I learned about George Eliot and just felt determined to see her on the stage!
How much historical research did you do while working on this script?
I've done a great deal of research. But the interesting thing about history plays is that, ultimately, they have to contain very little history if they're going to work dramatically. Initially, I wrote a one-woman play about Eliot, and it turned out to be a long, encyclopedic, very boring history of her life. I finally learned that an historical figure may have led a fascinating life, but that isn't enough. At a playwriting conference I attended, Romulus Linney told me, "You've been faithful to the book. Now be faithful to the theater." He meant that a play must go deeper than a biography—theater audiences are looking for something more meaningful. The material has to be shaped. With a work of drama, there has to be some invention—you can't simply tell what happened historically, or chronologically. That's why it's thrilling to be doing this play in a theater devoted to Shakespeare. he was the master as far as using history as a starting point
Shakespeare takes an event from history and then changes it to suit his dramatic purposes.
That's right. He locates the human drama ad then shapes the play accordingly.
How many different versions or drafts did you go through? What major changes happened between the first draft and now?
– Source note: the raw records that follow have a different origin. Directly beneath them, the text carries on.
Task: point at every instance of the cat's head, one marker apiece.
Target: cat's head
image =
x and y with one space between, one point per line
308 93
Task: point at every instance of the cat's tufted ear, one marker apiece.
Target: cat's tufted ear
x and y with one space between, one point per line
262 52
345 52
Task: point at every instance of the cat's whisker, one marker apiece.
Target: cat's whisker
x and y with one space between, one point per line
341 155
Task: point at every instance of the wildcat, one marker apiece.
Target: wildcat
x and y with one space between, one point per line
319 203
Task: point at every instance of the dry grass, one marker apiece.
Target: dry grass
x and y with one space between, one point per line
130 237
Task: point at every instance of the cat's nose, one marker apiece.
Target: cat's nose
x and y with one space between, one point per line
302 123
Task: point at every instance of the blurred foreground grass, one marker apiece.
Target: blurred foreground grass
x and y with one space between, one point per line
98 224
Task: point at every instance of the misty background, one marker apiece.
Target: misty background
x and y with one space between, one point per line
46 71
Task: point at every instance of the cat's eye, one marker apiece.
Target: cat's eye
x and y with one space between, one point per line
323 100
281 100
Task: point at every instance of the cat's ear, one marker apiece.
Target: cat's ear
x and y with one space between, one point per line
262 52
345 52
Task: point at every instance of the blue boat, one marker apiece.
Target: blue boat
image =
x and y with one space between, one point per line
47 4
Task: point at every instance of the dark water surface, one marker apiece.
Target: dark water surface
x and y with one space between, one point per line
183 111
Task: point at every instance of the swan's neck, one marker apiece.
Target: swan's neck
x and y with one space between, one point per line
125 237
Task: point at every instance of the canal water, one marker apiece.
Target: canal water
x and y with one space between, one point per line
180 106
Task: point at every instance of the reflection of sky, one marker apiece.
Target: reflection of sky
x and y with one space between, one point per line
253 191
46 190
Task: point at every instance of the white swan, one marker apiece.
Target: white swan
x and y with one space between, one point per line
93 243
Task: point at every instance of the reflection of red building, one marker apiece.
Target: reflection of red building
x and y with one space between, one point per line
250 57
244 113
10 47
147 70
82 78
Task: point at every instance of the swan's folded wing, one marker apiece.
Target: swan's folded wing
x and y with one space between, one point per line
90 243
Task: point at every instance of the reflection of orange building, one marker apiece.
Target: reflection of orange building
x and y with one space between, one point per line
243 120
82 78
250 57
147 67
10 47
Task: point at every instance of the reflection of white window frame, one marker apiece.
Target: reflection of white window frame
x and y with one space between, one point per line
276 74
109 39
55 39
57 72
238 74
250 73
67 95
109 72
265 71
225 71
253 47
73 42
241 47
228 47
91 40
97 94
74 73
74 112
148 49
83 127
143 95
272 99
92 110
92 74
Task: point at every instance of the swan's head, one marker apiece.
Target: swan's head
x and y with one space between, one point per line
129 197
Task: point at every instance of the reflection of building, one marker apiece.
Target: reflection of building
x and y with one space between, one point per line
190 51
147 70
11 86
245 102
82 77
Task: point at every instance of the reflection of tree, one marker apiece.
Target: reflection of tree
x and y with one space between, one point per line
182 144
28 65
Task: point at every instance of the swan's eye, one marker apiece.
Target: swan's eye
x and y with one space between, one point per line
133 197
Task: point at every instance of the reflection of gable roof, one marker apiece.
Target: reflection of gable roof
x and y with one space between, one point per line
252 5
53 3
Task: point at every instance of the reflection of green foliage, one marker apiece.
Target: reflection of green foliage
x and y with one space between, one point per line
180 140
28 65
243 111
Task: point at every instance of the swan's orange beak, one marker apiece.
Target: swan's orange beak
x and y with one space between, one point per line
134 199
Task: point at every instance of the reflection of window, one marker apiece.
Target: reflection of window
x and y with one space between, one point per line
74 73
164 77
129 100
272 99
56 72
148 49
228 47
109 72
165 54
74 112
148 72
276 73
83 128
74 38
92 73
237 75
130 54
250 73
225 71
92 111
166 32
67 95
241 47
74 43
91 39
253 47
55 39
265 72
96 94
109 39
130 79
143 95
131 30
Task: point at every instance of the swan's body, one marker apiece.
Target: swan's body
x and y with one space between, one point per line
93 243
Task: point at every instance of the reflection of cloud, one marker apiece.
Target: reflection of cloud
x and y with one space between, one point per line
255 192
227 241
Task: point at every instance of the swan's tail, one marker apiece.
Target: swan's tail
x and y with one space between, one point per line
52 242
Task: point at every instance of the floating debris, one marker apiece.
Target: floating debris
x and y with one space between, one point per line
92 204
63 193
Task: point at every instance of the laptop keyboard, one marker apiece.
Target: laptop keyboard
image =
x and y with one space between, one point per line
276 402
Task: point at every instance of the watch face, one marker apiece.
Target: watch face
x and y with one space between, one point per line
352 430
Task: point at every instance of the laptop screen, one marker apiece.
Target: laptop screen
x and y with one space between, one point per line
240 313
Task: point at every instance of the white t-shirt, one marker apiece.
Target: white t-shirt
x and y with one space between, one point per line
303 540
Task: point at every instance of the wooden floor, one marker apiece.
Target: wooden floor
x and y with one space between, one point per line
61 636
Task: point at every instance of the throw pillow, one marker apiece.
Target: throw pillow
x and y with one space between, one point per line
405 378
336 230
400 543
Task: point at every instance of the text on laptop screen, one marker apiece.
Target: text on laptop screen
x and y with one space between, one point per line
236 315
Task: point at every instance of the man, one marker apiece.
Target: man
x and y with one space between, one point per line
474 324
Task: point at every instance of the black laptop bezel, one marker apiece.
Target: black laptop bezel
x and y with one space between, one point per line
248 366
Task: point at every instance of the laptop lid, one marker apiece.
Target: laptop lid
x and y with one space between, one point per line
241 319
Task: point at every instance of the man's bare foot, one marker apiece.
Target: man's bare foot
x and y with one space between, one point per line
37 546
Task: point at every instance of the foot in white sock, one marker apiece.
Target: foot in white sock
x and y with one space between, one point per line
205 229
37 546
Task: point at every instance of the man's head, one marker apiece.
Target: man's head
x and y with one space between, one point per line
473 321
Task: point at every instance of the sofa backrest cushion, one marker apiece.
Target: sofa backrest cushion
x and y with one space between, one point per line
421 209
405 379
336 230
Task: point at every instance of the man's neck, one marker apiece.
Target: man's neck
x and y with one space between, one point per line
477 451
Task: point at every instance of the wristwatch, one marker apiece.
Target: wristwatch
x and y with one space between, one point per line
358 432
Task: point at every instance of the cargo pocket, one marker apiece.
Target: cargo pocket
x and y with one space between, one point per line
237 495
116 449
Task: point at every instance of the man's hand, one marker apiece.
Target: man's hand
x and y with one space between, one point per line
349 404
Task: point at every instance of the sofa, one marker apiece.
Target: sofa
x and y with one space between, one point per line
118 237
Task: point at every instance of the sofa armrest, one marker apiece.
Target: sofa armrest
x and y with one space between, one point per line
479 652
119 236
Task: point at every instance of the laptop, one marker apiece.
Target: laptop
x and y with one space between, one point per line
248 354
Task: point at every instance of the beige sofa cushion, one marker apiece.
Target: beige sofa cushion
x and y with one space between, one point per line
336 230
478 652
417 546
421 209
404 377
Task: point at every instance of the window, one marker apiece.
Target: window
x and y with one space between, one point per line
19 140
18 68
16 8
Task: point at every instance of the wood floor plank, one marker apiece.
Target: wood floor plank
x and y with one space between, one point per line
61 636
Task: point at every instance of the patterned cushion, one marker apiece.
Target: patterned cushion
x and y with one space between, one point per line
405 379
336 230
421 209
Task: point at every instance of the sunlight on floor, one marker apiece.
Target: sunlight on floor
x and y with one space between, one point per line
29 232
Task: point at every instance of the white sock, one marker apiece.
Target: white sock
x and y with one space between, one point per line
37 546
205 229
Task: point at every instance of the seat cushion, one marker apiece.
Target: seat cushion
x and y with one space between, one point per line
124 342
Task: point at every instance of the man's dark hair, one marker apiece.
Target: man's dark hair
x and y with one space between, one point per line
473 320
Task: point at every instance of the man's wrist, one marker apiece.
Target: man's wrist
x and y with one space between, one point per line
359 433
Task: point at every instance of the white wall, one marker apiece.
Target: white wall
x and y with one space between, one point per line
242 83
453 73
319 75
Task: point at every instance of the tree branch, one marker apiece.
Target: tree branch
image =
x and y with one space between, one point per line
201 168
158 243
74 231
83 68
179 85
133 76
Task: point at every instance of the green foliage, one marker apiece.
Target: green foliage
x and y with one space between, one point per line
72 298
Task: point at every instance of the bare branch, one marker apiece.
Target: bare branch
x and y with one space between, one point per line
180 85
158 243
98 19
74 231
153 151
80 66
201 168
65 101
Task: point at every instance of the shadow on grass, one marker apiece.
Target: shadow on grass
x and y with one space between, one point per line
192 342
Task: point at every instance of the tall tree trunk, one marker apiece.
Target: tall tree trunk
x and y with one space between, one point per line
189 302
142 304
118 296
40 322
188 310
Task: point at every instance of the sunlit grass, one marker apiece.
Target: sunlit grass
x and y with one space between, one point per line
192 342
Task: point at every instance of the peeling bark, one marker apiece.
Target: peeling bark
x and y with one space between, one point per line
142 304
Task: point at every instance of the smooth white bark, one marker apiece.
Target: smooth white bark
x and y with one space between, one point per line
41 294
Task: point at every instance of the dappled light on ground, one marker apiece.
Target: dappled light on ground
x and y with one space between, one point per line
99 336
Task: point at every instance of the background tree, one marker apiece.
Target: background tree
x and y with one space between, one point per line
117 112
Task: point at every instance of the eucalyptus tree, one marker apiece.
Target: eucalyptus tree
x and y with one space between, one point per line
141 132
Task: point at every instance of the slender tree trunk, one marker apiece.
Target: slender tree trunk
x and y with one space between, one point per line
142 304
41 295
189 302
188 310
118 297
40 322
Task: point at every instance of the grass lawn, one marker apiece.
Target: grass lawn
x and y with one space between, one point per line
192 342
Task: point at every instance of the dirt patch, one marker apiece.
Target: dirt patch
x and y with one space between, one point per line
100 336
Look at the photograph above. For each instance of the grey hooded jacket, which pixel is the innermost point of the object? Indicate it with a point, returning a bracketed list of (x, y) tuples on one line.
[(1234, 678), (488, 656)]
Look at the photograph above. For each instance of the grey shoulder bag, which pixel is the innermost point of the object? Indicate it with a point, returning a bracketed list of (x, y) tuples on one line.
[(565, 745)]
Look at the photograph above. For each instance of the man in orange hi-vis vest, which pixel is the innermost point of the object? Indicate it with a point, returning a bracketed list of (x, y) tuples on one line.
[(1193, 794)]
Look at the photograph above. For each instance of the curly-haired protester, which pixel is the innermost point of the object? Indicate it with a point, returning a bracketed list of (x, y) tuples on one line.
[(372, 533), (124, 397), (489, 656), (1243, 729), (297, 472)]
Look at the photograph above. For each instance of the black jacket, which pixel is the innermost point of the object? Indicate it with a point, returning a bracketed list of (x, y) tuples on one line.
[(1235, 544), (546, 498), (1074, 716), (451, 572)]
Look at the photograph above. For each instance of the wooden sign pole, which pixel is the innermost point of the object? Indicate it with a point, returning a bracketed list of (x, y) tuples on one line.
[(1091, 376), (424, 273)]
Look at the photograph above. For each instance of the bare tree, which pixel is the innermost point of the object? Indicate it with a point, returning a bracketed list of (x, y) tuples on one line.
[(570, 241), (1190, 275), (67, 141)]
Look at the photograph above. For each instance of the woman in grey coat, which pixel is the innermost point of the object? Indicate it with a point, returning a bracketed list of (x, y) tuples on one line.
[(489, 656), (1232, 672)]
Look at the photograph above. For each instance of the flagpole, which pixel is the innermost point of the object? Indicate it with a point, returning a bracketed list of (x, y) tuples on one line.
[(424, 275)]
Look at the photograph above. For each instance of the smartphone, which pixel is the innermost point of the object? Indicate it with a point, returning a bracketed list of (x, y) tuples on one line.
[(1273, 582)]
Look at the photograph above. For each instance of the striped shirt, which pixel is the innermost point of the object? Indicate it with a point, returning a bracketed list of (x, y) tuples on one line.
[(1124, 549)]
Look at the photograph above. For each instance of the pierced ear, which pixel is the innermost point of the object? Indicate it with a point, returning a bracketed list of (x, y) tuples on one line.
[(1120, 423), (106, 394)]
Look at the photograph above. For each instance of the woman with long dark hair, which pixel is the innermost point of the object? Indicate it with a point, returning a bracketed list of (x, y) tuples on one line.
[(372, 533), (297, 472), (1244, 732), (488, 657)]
Somebody once told me, "Playwriting is rewriting," and it's true. Plays are written and rewritten, and it's important to love that part of playwriting. Again, I've come at the material in many different ways over the years. It's been a long process and an exciting one. The biggest change is that the script has gone from a one-woman show to a cast of nine playing more than forty different characters. So that's a tremendous change. But it was thrilling to bring these characters to life—along with a Victorian world that's very surprising, even shocking. I think the Victorians sometimes make us look like Puritans!
What was the work-shopping process like?
I've done many different workshop and readings over the years, and it always helps to hear a play before an audience. Richard Maltby became interested in the the script several years ago, and he brought a wonderful clarity and understanding to Eliot's story. It's been a very special, happy collaboration. I think the big difference now is that Eliot is more active in the current script. I realized it was very important for her character to drive the action in every scene, for her to be at the center of every scene.
What is your involvement in the production going to be like?
It's been a joy and a privilege working with Bonnie and Richard. They've brought me into so many aspects of this production, including set design and costumes. It's a new play, and so I'll be doing some rewriting during rehearsals, too. I just feel extremely lucky to be working with so many wonderful, talented people.